While, constitutionally, India is a secular country with protections for religious minorities, Indians still generally experience “high” levels of government restrictions on religion, according to an annual Pew Research Center study. Nine states have made it illegal for Christians and Muslims to proselytize. Government restrictions on religion may influence census takers to state a religious affiliation other than the one they practice or believe in, though a Pew Research Center survey also found that religious switching is unusual.

Map borders and missing data

The map template used throughout this report is based on the Census of India map. It is one of many maps of India, and it has both strengths and weaknesses.
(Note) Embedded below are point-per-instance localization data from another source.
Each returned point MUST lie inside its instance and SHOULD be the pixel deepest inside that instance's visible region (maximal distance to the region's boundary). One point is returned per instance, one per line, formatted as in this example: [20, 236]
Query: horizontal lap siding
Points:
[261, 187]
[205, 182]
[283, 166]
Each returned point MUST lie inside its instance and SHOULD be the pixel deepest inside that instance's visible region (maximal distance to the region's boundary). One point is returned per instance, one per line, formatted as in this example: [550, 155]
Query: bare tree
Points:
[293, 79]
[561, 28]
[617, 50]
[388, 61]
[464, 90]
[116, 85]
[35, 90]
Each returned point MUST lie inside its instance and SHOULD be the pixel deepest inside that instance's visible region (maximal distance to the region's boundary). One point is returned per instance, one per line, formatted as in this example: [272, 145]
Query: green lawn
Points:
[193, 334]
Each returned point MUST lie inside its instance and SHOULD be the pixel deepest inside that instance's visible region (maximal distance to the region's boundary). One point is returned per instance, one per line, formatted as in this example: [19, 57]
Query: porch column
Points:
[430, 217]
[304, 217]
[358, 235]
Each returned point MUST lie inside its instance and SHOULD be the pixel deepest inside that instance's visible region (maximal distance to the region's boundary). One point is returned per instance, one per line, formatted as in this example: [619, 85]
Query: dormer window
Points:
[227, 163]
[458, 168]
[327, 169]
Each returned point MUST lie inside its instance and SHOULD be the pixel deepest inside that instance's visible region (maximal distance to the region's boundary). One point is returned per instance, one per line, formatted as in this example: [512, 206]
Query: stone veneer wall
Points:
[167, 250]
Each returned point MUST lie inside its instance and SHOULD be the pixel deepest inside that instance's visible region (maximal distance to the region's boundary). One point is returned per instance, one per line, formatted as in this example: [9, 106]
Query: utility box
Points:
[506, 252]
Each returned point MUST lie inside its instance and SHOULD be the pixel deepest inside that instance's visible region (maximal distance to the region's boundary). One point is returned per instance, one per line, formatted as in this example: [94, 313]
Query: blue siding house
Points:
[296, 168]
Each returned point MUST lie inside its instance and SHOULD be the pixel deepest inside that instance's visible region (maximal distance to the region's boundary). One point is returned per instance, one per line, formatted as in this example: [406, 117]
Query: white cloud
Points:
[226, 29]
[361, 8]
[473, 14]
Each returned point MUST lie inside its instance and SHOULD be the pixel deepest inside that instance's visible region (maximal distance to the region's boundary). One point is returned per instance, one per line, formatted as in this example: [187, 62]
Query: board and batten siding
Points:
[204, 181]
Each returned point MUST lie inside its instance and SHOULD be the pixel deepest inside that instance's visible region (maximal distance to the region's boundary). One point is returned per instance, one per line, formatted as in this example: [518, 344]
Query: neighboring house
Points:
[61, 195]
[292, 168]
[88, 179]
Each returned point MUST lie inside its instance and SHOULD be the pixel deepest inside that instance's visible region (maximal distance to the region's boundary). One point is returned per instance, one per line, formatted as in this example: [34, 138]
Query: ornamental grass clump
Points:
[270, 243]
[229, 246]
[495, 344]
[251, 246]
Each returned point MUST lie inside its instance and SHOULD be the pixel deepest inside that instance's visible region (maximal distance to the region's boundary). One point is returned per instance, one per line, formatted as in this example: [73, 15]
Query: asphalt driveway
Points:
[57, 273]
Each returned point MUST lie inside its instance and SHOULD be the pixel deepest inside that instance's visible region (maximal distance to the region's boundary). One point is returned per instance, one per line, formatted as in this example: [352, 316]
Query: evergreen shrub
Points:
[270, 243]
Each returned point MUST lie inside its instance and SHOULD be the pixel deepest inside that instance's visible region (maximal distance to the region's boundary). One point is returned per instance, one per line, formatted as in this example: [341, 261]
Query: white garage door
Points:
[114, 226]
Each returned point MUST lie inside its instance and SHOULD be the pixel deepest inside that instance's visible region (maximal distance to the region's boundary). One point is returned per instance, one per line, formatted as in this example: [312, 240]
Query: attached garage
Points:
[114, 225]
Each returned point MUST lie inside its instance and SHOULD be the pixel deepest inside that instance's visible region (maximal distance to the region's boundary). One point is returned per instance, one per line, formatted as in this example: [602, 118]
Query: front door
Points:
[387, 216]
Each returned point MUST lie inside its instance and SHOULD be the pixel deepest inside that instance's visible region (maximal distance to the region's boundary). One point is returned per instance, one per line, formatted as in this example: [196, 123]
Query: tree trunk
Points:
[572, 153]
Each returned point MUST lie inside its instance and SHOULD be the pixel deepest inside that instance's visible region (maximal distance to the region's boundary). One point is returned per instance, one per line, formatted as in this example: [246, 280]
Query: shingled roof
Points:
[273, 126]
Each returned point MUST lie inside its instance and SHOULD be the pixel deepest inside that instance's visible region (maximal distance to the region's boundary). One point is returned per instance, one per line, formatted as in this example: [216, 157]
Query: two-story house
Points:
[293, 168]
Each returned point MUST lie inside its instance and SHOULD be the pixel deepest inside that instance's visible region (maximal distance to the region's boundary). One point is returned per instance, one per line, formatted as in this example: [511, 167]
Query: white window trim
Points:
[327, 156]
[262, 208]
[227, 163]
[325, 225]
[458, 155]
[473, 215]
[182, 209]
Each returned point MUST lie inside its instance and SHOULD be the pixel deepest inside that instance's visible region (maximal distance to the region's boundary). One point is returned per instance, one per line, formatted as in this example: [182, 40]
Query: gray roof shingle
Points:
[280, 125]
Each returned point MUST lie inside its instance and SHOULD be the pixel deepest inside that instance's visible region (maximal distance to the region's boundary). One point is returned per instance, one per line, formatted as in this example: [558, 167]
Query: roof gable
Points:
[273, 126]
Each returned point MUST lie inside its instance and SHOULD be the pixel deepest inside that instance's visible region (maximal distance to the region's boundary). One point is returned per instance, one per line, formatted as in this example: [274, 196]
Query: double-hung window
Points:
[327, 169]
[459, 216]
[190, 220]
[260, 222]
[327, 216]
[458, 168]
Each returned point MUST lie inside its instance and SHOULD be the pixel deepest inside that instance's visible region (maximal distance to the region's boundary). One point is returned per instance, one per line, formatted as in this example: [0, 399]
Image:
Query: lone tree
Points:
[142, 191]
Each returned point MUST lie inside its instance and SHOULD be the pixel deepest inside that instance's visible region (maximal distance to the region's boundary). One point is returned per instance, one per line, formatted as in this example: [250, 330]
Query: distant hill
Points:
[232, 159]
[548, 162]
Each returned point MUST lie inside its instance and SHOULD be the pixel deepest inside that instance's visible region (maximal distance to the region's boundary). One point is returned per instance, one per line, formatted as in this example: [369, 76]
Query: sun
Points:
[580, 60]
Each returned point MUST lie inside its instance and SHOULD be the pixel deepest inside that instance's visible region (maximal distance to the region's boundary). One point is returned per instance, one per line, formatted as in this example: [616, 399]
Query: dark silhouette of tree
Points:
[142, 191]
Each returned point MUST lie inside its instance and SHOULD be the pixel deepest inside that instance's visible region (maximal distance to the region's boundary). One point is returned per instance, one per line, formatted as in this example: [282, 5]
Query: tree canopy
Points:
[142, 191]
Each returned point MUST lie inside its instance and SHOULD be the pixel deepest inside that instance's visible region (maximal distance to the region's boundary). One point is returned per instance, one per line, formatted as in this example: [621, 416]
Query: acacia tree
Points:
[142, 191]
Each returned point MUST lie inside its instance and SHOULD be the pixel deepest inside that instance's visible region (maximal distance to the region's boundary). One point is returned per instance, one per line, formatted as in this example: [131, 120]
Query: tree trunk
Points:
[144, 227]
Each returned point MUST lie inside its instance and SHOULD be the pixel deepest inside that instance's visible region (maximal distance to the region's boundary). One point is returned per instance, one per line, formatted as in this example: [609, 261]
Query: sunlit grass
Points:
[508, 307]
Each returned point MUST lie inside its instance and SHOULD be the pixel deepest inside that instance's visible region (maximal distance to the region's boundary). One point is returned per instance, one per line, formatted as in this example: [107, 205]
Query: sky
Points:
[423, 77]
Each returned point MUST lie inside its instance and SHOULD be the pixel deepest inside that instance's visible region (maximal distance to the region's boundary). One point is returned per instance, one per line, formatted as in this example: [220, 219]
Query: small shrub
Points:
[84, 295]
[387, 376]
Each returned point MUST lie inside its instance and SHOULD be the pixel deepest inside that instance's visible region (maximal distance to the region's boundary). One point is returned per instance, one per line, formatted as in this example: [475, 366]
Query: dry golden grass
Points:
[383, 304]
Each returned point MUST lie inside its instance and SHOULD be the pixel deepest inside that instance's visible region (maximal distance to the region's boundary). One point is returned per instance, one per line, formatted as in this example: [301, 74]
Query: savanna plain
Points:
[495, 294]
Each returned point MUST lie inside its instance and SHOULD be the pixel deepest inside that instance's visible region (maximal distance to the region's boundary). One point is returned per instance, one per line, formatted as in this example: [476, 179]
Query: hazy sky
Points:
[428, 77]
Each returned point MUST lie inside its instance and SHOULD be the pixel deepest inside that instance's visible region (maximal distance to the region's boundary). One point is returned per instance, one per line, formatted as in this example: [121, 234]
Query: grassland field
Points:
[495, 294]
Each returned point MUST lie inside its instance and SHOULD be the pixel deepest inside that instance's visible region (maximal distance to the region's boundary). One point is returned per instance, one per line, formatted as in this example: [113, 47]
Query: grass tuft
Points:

The map used here depicts the boundaries of states and territories according to the Indian government, including areas within them for which data was unavailable in 2011. The reasons for missing data vary. For example, a portion of the Western state of Gujarat is usually under standing water during the monsoon season. North Sentinel Island, officially part of the Andaman and Nicobar Island administrative region, is home to the Sentinelese, an uncontacted tribe. The tribe has a long history of vigorous defense against outsiders, including attacks on approaching boats that have killed prospective visitors. The island is protected and monitored remotely by the Indian government but is effectively sovereign.

A large swath of Jammu and Kashmir, as it is depicted in the map, covers the region of Kashmir occupied by Pakistan, where demographic data on Indians is not collected. The northeastern section of the state has been occupied by the Chinese military since the 1950s but is mostly uninhabited. While the Indian government regards the full area labeled Jammu and Kashmir as unequivocally part of India and views long-standing occupations as illegal, the governments of Pakistan and China do not. International organizations like the United Nations recognize these regions as disputed. Pew Research Center takes no position on the matter of which countries’ claims to this region are legitimate. Rather, this map was chosen because it is consistent with the main data source and is commonly accepted as accurate by people in India.

Details on modeling

The section of this report on the relationship between religion, fertility and its correlates presents the predicted number of children an average Indian woman in her 40s would have, controlling for other factors, in order to estimate the degree to which fertility gaps can be explained by other differences between religious groups. These were calculated using a weighted multilevel mixed-effects generalized linear model assuming a Gaussian distribution. The sample consists of 149,294 ever-married women ages 40 to 49 (1,49,294 in the Indian number system) in wave four of the NFHS (the most recent for which microdata is available). The model accounted for religious affiliation, urban versus rural setting and the interaction between the two as factors. It also accounted for linear and nonlinear effects of the common household wealth score, years of schooling and age. Women were modeled as nested within districts (the primary sampling unit in the NFHS), with districts nested within states. The model includes a random slope to allow the effect of religion to differ from state to state.

These groups also differ in their average age at first marriage and first birth. Both Hindu and Muslim women in their 40s married for the first time at age 18, on average, and the average age for Christians was 21. On average, Hindu women had their first child at age 21, Muslims at 20 and Christians at 22. Since these factors could also be related to fertility, they were included in robustness checks of the model. The results generally hold with or without these additional variables. The predicted number of children for Christians is 3.8 if ages at first marriage and birth are accounted for, compared to 3.5 if they are not. Estimates for Hindus and Muslims change by less than 0.1 when these variables are included. Because age at first marriage and birth are closely related to education, and excluding them does not meaningfully affect results, they were dropped from the final model to avoid overfitting.